While residents fight for combative unions, there is a danger that the focus can become solely on obtaining a union, which misdirects energy from building militant organization between workers in a workplace. Residents can become siloed and lose the view of the exploitation of workers occurring all around them. This must be avoided. At the Institute for Family Health (IFH) in New York City, for example, residents worked to organize across staff lines, combining the struggles among residents, attending physicians, nurses, medical assistants, and all other staff, focusing on the exploitation all workers experienced because of the boss. This fight was ultimately betrayed by workers pursuing their own self-interest instead of maintaining a collective struggle — this serves as another example of the result of the lack of political education among healthcare workers — but fights like these can serve as schools of war for workers organizing together. Another example of the power of resident organizing is advocating for protest as didactics, as done by residents at the Swedish Cherry Hill Family Medicine Residency in Seattle, which now gives didactic credit for participation in political actions within the community.

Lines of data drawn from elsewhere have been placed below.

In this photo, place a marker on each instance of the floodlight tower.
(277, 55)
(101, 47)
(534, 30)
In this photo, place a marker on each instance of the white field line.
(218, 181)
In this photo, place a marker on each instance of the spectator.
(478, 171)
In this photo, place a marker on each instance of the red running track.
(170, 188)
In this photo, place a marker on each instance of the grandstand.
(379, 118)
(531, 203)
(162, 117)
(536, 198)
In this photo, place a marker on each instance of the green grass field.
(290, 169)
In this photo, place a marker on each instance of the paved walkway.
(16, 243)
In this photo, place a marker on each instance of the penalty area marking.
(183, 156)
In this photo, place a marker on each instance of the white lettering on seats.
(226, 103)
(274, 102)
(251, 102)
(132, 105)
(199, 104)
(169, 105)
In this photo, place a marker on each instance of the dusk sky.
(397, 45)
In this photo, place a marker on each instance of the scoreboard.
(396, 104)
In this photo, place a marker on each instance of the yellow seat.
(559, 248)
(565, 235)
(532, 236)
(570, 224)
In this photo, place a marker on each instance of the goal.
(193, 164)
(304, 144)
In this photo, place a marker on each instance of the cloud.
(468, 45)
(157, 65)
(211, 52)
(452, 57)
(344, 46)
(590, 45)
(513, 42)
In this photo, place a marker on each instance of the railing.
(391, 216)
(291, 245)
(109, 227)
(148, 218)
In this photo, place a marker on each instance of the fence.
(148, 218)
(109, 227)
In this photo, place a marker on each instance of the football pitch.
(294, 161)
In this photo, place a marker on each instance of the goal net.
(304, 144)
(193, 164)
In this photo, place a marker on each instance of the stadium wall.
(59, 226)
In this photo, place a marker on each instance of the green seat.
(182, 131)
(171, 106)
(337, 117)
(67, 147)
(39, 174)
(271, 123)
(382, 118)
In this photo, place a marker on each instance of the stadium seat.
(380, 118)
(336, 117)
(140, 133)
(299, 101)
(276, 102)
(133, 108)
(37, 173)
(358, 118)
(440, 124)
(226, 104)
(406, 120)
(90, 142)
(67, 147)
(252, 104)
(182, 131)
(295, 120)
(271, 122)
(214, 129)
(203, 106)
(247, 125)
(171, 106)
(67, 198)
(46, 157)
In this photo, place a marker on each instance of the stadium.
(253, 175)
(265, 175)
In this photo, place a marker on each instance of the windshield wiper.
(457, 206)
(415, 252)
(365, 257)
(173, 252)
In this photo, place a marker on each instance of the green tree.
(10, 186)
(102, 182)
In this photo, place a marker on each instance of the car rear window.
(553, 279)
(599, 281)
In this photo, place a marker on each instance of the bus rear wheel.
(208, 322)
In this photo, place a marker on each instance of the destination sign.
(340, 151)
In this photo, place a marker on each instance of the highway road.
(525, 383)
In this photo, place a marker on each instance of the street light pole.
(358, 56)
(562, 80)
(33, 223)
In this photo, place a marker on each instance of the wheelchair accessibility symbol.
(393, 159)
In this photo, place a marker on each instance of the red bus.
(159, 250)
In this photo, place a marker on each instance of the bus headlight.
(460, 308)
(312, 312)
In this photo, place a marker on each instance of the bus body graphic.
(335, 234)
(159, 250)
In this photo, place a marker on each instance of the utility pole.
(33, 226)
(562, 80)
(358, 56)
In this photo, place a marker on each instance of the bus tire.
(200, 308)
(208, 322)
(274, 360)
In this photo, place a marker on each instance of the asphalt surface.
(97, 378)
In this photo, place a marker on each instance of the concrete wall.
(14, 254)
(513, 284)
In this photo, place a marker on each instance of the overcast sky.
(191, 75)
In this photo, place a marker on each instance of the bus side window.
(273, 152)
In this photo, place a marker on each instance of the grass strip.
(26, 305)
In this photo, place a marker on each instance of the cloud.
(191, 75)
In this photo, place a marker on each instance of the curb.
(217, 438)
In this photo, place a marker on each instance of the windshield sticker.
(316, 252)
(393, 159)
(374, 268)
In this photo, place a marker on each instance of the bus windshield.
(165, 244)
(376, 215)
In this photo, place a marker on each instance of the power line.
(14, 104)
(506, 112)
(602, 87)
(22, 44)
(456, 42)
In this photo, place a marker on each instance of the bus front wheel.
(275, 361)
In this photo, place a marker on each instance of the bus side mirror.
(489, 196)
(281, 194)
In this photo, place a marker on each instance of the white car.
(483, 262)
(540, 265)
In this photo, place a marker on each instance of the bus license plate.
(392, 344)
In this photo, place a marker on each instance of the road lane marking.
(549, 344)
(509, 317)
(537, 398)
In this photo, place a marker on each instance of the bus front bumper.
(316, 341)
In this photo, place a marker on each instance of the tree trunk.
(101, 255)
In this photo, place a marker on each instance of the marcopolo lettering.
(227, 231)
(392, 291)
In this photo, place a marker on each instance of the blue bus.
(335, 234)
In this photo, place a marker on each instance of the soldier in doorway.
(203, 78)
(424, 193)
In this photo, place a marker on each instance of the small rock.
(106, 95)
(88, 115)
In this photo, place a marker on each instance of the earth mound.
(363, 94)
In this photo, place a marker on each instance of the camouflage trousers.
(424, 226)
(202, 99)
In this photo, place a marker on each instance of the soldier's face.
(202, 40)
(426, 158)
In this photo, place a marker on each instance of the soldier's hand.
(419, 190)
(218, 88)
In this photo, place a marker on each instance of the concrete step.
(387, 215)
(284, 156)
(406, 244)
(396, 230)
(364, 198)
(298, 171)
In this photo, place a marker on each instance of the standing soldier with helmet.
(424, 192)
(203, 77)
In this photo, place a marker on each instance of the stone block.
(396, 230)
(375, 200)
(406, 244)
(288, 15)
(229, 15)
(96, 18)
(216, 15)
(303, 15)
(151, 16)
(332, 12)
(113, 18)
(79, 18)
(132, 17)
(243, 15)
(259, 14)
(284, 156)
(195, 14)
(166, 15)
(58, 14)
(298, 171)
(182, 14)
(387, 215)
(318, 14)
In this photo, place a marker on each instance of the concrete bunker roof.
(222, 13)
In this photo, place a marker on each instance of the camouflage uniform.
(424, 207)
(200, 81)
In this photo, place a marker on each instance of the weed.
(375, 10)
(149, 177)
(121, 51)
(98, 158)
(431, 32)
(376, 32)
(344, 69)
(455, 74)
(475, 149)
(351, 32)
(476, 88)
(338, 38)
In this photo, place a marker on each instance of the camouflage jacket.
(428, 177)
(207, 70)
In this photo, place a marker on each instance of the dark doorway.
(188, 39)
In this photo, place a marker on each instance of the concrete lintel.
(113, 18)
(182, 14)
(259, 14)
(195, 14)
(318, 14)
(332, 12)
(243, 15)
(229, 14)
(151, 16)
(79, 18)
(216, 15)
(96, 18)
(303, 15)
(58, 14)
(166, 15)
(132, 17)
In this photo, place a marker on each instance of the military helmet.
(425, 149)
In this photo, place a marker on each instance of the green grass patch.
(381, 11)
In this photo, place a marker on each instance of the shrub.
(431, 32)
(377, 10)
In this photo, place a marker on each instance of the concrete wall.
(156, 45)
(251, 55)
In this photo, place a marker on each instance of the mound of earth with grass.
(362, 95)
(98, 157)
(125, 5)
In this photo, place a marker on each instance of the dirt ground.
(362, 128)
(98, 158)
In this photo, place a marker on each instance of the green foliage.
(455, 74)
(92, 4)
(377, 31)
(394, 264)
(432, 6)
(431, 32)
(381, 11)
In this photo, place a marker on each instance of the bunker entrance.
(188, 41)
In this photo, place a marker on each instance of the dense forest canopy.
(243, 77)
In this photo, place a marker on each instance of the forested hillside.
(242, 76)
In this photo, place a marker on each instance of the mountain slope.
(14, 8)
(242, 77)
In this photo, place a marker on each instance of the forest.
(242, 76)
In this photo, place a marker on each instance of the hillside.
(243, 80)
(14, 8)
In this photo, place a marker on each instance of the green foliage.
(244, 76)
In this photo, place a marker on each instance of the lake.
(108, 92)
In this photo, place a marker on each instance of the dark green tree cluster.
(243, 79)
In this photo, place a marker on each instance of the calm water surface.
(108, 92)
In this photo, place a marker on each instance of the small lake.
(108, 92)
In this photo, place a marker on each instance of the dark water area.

In this process, it is important to recognize and accept the interconnectedness of all systems of oppression that harm the working class, and ultimately harm all life systems on this earth. Medical students, residents, and physicians who truly care about health — whether that means the health of the patient, the health of the community, or the health of humans and living beings on the earth more generally — must participate in political organizing outside the hospital to challenge the medical industrial complex, capitalism, colonialism, and U.S. imperialism. You cannot #decolonize medicine at historically racist institutions on stolen land, and the changes needed will not come from within those institutions.
Workers both within and outside medicine must participate in political organizations focused on not just challenging the medical industrial complex but the capitalist system as a whole. Ultimately, the fight against the system of medical education comes as part of a fight against the medical industrial complex, which cannot be adequately waged unless it also fights other systems of oppression.